Saturday, April 5: Buses raced and swerved on VIP Road all day long, slowing down only at the spot from where the 217B had skidded off and sunk yesterday, killing 20 passengers.

“You people have not learnt your lesson even after taking so many lives,” shouted a woman in a speeding bus.

The Telegraph reporter had boarded the 30C/1 (Babughat-Hatiara) from Ultadanga at 2.05pm. The bus was packed with around 65 passengers — many of them mothers and children returning home from school — but the driver refused to slow down.

As he overtook other buses and autos right and left — just like the 217B had done 24 hours earlier only to plunge into the Lower Bagjola Canal — a few voices of protest were heard from among the women.
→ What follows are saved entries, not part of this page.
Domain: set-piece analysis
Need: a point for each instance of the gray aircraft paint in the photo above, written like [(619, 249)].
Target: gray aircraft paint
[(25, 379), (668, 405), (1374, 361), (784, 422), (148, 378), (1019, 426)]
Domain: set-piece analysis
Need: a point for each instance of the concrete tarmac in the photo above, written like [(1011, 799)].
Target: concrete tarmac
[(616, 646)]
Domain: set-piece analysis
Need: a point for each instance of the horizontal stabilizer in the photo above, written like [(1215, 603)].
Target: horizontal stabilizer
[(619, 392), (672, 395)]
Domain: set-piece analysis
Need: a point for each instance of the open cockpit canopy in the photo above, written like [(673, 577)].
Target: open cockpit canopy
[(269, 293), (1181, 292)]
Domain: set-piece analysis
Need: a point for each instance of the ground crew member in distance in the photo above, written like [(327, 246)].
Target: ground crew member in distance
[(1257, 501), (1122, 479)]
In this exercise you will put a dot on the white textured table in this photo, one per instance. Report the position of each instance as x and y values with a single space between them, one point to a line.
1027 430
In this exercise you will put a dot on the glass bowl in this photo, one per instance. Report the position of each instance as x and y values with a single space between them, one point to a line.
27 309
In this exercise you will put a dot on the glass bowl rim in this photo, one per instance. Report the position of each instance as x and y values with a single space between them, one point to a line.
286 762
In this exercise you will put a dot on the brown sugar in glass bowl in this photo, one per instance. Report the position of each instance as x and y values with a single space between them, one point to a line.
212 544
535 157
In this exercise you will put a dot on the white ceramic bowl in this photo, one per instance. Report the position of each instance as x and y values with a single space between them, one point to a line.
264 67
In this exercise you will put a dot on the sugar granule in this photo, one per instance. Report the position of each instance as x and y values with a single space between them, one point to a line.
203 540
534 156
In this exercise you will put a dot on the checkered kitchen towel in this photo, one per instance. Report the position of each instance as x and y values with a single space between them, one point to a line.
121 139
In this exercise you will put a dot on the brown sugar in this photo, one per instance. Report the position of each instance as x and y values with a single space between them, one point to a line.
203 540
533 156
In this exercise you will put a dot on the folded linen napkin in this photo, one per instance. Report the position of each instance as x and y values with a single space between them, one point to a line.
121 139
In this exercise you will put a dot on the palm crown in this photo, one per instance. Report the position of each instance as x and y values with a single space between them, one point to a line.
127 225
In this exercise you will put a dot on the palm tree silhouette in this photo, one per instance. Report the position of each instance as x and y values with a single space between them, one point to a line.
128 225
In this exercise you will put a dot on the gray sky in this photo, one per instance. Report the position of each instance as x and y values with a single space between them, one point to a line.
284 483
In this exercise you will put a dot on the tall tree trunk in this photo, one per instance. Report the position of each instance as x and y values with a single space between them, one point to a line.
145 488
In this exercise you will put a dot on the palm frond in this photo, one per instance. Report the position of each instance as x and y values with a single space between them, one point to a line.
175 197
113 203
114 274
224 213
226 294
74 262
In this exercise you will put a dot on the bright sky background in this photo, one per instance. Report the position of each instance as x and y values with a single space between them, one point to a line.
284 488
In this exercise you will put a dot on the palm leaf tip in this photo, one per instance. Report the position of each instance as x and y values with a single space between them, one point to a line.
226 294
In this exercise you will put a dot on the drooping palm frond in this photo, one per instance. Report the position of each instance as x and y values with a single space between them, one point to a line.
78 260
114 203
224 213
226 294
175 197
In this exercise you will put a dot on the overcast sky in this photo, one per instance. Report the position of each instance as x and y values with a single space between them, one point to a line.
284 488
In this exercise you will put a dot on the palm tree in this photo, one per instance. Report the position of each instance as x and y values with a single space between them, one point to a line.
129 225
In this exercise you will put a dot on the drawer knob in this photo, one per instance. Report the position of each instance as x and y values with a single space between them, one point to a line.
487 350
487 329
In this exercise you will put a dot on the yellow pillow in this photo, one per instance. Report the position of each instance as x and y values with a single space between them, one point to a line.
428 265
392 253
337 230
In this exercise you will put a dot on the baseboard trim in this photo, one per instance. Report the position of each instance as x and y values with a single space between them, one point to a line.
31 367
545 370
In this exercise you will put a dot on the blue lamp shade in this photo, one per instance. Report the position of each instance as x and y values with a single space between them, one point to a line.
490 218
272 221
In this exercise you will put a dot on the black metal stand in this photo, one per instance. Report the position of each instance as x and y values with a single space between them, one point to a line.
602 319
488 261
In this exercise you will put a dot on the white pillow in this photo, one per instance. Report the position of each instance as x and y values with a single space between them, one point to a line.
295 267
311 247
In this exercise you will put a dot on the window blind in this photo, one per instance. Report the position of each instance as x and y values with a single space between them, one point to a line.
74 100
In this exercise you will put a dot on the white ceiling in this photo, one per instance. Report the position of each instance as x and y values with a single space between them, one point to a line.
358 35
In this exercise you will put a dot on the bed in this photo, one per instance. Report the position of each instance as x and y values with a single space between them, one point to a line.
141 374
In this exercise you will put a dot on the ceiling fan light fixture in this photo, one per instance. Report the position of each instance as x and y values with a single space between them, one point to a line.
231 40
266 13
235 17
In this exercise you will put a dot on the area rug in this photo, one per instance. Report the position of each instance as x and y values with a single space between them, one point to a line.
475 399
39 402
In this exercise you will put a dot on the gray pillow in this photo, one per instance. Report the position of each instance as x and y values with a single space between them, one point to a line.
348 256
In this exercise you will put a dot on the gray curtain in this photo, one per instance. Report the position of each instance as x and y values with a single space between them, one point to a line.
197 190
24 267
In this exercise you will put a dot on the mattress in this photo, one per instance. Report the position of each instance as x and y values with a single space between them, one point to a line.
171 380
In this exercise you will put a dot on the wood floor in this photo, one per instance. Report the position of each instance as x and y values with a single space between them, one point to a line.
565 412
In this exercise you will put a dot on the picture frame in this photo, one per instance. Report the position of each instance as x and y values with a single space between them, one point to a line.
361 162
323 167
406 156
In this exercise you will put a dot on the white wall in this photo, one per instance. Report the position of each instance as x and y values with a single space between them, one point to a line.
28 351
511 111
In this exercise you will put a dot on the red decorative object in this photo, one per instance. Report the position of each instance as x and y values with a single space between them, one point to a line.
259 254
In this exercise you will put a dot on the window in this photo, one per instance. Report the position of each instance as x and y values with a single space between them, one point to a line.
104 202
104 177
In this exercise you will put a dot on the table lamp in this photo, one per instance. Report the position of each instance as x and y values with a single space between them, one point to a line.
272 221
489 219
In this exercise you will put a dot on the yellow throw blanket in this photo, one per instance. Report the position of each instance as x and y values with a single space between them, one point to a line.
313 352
“Why do you not understand that even your lives are in danger?” said a woman, heading home after picking up her six-year-old daughter from school.

The appeals fell on callous ears. “There’s a bus on this route every three minutes. If we don’t drive fast, the bus leaving the terminus after us will pick up our passengers,” argued the conductor nonchalantly.

Not a murmur came out of the men passengers.

But among the hundreds of buses tearing down VIP Road, not one was plying on route 217B. No 217B dared roll out of the Babughat terminus today.

At the terminus — from where six members of the Mondol family had boarded the bus for Gopalpur yesterday (only three got out alive) — people were tight-lipped. “The buses are not plying today; we cannot say anything more,” a man said.

A driver on route 237 was more forthright. “If any 217B passes Kestopur today, people are sure to set it ablaze. They will not risk that and will wait for things to cool down,” he shrugged.

On VIP Road, the 30C/1 — like all the other buses — slowed down as it approached the accident site.

A hush fell on the bus. The women went silent, the men stooped to peer through the windows and the two conductors abandoned their ticket-collection drive and headed back to their doors.

All eyes were on the canal. “Bus ta ki ekhane-i pore doob-e gechhilo (Did the bus topple over and sink here)?” a few passengers asked one another.

Children pestered their mothers to point out the exact spot. The women murmured regrets over the loss of young lives.

The conductor shouted to the driver to get going. Spell broken, the bus raced up peril path, better known as VIP Road, dodging private cars and taking on other buses as if there was no tomorrow.

An elderly man seated at the rear sighed. “How many more lives must be lost for this to stop?” he asked.

No one in the speeding bus had an answer.